Environment
- App Control Server: All Versions
- App Control Agent: All Versions
- Microsoft Monitoring Agent
Symptoms
- Microsoft Monitoring Agent creating an inordinate amount of 'File approved (custom rule)' events similar to the following:
File c:\program files\microsoft monitoring agent\agent\health service state\monitoring host temporary files xxx\xxxx\main.cmd was approved due to custom rule
- 'monitoringhost.exe' is the process creating events
Cause
Large amount of OS level reads are being performed in the System or Application Event logs.
Resolution
Add following 'kernelFileOpExclusions' parameter to address events related to the 'monitoringhost.exe' process:
- Open following URL > https://<appcontrol_servername>/agent_config.php
- Select 'Add Agent Config'
- Add following fields:
a. Property Name: MS monitoringhost.exe 'kernelFileOpExclusions'
b. Host ID- <host_id of agent machine> (0 for ALL)
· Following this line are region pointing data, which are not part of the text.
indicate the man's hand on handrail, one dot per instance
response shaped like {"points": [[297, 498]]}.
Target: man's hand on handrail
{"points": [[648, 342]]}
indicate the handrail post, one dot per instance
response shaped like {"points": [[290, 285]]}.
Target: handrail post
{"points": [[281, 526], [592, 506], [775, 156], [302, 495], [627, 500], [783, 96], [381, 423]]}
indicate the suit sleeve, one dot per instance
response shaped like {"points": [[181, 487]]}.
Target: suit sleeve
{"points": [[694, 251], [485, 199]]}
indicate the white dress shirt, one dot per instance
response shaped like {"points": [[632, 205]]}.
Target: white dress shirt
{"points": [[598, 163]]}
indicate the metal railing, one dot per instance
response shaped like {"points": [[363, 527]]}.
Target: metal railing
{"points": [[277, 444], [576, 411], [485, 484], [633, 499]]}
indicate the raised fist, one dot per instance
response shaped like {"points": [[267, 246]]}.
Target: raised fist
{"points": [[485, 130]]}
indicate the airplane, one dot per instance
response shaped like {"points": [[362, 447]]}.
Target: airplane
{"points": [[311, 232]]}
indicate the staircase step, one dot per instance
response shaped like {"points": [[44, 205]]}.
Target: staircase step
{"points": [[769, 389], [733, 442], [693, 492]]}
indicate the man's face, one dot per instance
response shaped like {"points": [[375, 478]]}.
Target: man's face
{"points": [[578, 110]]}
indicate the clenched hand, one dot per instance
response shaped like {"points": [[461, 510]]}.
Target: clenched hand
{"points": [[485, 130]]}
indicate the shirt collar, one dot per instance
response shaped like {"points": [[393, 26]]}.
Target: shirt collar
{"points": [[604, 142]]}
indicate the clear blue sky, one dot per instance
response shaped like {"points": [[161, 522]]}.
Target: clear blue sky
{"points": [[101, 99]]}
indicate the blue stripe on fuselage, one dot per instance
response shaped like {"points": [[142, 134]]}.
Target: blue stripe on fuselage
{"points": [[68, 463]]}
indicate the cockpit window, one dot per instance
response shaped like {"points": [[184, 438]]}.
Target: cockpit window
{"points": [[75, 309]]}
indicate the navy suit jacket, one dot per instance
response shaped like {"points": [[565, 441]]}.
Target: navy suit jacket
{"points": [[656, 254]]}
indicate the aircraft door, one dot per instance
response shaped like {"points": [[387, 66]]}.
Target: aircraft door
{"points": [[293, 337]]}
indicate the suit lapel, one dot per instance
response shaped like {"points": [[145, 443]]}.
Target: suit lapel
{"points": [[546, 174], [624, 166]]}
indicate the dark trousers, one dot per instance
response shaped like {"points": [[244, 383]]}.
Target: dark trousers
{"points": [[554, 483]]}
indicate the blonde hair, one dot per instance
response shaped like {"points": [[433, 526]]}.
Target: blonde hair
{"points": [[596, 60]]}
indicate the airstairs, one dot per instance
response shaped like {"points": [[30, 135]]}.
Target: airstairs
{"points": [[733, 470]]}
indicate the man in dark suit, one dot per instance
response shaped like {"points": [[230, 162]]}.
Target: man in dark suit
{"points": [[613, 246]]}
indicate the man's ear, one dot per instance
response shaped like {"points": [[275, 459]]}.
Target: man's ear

c. Value - kernelFileOpExclusions=*\program files\microsoft monitoring agent\agent\health service state\monitoring host temporary files*\*:2097151
d. Platform - Windows
e. Status - Enabled
f. Create For: (Set as needed)
- Select Save button
Additional Notes
- The 'monitoringhost.exe' process is what each MS server role uses to perform monitoring activities, such as executing a monitor or running a task, e.g. when a MS agent subscribes to the event log to read events, it is the 'monitoringhost.exe' process that runs those activities.
- Adding this parameter will limit the amount of events the App Control Agent will generate by excluding specific operations processed by the driver, in this case all operations except executions.